Eco Atlantic, a partner in the Tullow-operated Orinduik block, said on Thursday that Total E&P Activités Pétrolières, a wholly-owned subsidiary of Total, exercised its option to acquire a 25% working interest in the block from Eco Atlantic.

Total decided to exercise the option following a competent persons report (CPR) announced on Tuesday. According to the CPR, the Orinduik block could potentially hold 2,9 billion barrels of oil equivalent of P50 (best estimate) reserves identified across a total of 10 leads.

Eco added that the option was exercised before delivery of the final 3D seismic data due to be delivered to Total, which would have triggered a 120-day exercise window for the option.

The option does not effect Tullow which will remain the operator and hold down its 60 percent of working interest. Following the option exercise and the receipt of all requisite regulatory approvals, Total will hold 25 percent while Eco’s interest will decrease from 40 to 15 percent.

In accordance with the terms of the option, Total will pay a fee of $12.5m to the company on receipt of all requisite approvals for the transfer of the 25 percent interest. Eco added that the payment would provide adequate funding to meet Eco’s share of the costs to drill at least two wells on the block as well as recover the costs of the completed 3D seismic survey.

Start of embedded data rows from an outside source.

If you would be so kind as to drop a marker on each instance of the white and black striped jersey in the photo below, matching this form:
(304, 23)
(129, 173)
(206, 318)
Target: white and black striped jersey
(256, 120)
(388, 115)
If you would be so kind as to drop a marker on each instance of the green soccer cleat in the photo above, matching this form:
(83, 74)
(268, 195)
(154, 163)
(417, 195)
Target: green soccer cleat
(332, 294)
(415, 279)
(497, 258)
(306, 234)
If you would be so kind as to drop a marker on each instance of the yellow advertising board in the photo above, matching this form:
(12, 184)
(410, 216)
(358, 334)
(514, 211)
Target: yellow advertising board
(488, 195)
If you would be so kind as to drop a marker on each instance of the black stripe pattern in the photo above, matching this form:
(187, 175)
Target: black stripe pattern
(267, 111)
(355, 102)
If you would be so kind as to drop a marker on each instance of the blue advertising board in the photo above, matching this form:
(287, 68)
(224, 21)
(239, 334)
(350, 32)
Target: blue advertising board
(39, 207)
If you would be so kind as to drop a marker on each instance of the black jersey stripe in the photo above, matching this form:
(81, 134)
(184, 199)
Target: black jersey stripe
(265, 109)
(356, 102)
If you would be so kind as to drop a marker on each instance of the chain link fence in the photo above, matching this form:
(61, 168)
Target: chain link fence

Gil Holzman, CEO of Eco, said: “We are absolutely delighted that Total, one of the world’s largest oil companies, has so quickly chosen to exercise its option to acquire a 25 percent stake in our Orinduik Block to gain further exposure to offshore Guyana, currently one of the most exciting exploration areas globally.

“With Tullow as operator and the technical contribution that both Total and Eco now bring to the project, we look forward to working with these two world-class players in further progressing the exciting exploration of the Orinduik Block.”

Colin Kinley, COO of Eco, added: “Total entering the blocks four months earlier than anticipated is welcomed as they add significant technical horsepower to the interpretation and now bring them into the planning for drilling. Tullow announced last week drilling is anticipated early the third quarter of 2019.”